日本酒を中心にした料飲店のこれまでのパターンは、一~二の特定の銘柄に絞った商売の仕方が中心であった。ところが近頃はところどころで各種の優良な地方銘酒を多数品揃えすることで店の特徴を出そうとする店が見かけられるようになった。このような流れはどういう意味を持つのか、また自分の店もそれをやるべきかどうかについて考えてみたい。

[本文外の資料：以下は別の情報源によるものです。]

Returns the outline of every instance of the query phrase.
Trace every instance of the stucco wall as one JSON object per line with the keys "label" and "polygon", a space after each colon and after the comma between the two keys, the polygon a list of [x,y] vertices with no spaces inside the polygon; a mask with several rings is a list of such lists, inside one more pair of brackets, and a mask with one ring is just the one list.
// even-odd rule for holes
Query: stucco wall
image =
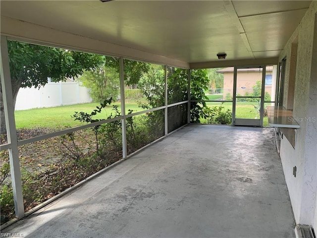
{"label": "stucco wall", "polygon": [[[280,157],[296,223],[314,225],[316,207],[316,75],[312,73],[317,65],[313,61],[313,42],[317,1],[313,1],[301,23],[280,55],[287,64],[284,102],[287,102],[292,43],[298,39],[293,117],[298,119],[296,143],[293,149],[285,137],[280,145]],[[315,41],[317,40],[316,36]],[[316,119],[316,117],[315,118]],[[296,166],[296,177],[293,167]]]}
{"label": "stucco wall", "polygon": [[[269,73],[272,73],[269,72]],[[227,93],[230,93],[231,97],[233,94],[233,72],[223,73],[223,98],[225,98]],[[257,81],[262,80],[262,72],[238,72],[237,79],[237,94],[244,96],[246,92],[251,93],[253,92],[252,87]],[[275,83],[273,82],[272,84]],[[245,87],[246,88],[242,88]],[[272,85],[265,85],[265,91],[270,95]]]}
{"label": "stucco wall", "polygon": [[76,82],[50,82],[39,89],[34,87],[20,88],[15,110],[70,105],[91,101],[88,89]]}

まず従来の方法の利点をあげると第一に従来のやり方の方が仕入値が安くなることをはじめとして、問屋やメーカーのさまざまなサービスが得られる。第二には品切れも少く供給が安定している。第三には一度選定すればあと面倒なことがほとんどない、ということで何にしても自分にとっては都合がよい。

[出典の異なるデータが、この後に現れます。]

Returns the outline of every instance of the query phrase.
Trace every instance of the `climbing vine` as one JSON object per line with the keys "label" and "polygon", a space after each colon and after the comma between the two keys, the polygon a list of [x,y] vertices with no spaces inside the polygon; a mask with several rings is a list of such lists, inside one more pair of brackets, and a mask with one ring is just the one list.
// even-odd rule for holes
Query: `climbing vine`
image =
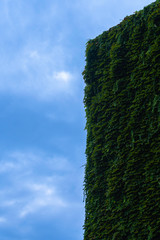
{"label": "climbing vine", "polygon": [[84,240],[160,239],[160,1],[88,41]]}

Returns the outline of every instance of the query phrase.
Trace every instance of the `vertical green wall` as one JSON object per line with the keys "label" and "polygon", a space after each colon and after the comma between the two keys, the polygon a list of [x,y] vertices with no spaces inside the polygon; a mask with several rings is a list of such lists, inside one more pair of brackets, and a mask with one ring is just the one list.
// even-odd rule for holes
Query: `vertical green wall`
{"label": "vertical green wall", "polygon": [[86,47],[84,240],[160,240],[160,1]]}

ところがこの考え方がすべてに通用できたのは昭和50年代半ばまでである。この時期以後になると地方にいろいろとよい酒を造る日本酒メーカーがふえてきた。同時にこの頃から昨年まで続いてきた特級・一級・二級の級別とは別の実質的な新しい基準のよい酒が出回るようになってきた。その例が吟醸酒・純米酒・本醸造酒等である。

しかしこのような各種のよい酒も初めのうちは特殊な人達にしか知られず、料飲店にとっても特別な場合を除き商売にはならなかった。

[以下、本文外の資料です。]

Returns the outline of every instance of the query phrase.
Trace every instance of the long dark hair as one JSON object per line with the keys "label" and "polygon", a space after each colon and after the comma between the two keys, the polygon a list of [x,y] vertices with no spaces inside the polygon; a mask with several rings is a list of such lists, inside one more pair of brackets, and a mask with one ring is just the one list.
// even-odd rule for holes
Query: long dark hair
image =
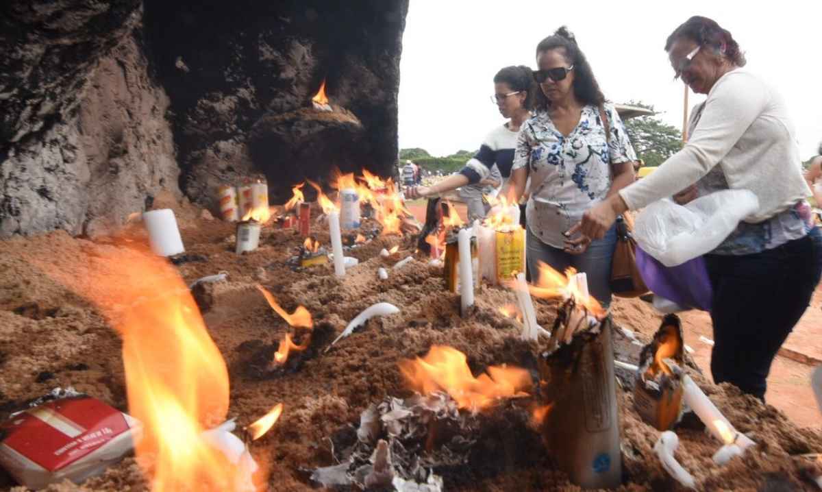
{"label": "long dark hair", "polygon": [[[737,67],[744,67],[746,60],[739,49],[739,43],[730,31],[723,29],[717,21],[701,16],[694,16],[679,26],[665,41],[665,51],[680,38],[687,38],[697,44],[710,46],[714,53],[721,53]],[[724,47],[724,52],[722,51]]]}
{"label": "long dark hair", "polygon": [[502,68],[494,76],[495,84],[507,84],[512,91],[525,93],[525,102],[523,106],[530,110],[533,107],[533,93],[536,82],[531,69],[524,65],[510,66]]}
{"label": "long dark hair", "polygon": [[[591,65],[585,58],[585,53],[580,49],[576,38],[565,26],[537,44],[537,57],[551,49],[561,48],[565,50],[565,58],[568,63],[574,66],[574,95],[584,104],[599,106],[605,102],[605,96],[599,90],[597,77],[593,77]],[[547,109],[548,98],[545,97],[542,89],[534,91],[534,105],[538,109]]]}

ところが昭和60年代に入り、さらに昨年からの級別廃止と進んでくると日本酒に関心のある消費者の大部分が、「世の中にはいろいろな所でいろいろな良い酒が造られている」ということを知るようになった。そういうことでいろいろな旨い酒を飲んで見たいと思う消費者が日本酒党を中心に急速にふえてきた。

ただこれらの酒はある程度お値段も高くなるから沢山飲む人達には売りづらくなるのではという心配があるが、これについてはこのような酒を飲む客は昔のように浴びる程飲んだり、酔っぱらう程飲む人達ではない。大部分が日本酒をおいし肴と一緒においしく楽しく飲む人達である。だから一杯の値段が多少高くても彼等にとって大きな負担にはならない。それどころか一升びんを買うのに比べ、飲みたい時に飲みたい酒を手軽に選んでワンショットのパターンで適度の量を飲めるのは実質的には割安であるとの価値感もでてくる。

このようなことから地域特性のある様々な日本酒を品揃えすることは新しい時代の店の戦力になりつつある。だからといって必ずしも吟醸酒や純米酒のようなレベルのものばかりを品揃えしろという訳ではない。一升びん詰で一六〇〇円から二五〇〇円位までの間で結構よい酒がある。

ただこのような選択はどこの店にも通用するという訳ではない。アルコール飲料はビール中心。日本酒は少しくらい味が落ちても銘柄を絞って安い値段で提供する。日本酒を飲むお客様は日本酒でさえあれば安い方がよいと思うレベルのお客様をターゲットとするという店には向かない。しかしこのような店でもお客様の潜在的ニーズは良質の様々な日本酒を求めているということを知っておかなければなるまい。

値切って仕入れたお酒をさらに徳利に七分目入れて正価で売るような商売の時代は既に去ったと知っておかなければならない。そのような商売をする店はお客様の信用を失ってやがて衰退する。大切なのはお客様の立場に立った誠意である。その誠意を正面から表わし、その代りお値段も多少高いといった方が通りがよい時代になった。

ただこのようなお酒を売るには料理の方もよく考えて、酒と料理のマッチングの勉強をしておかなければならない。またお酒の仕入れについては値切ることばかり先に立てるようでは商品は集まらない。仕入先もビールや普通のナショナルものばかりに中心をおく酒販店では商品が揃わない。勉強熱心な専門性の高い酒販店を選ぶことが必要になる。

最後にいいたいことは優良な日本酒の品揃えはそれだけでお店の戦力になる時代になったということである。これを生かすには店主の方も利酒能力を高めること(品質の理解力)、冷蔵ケースの設置等品質管理に留意しなければならない。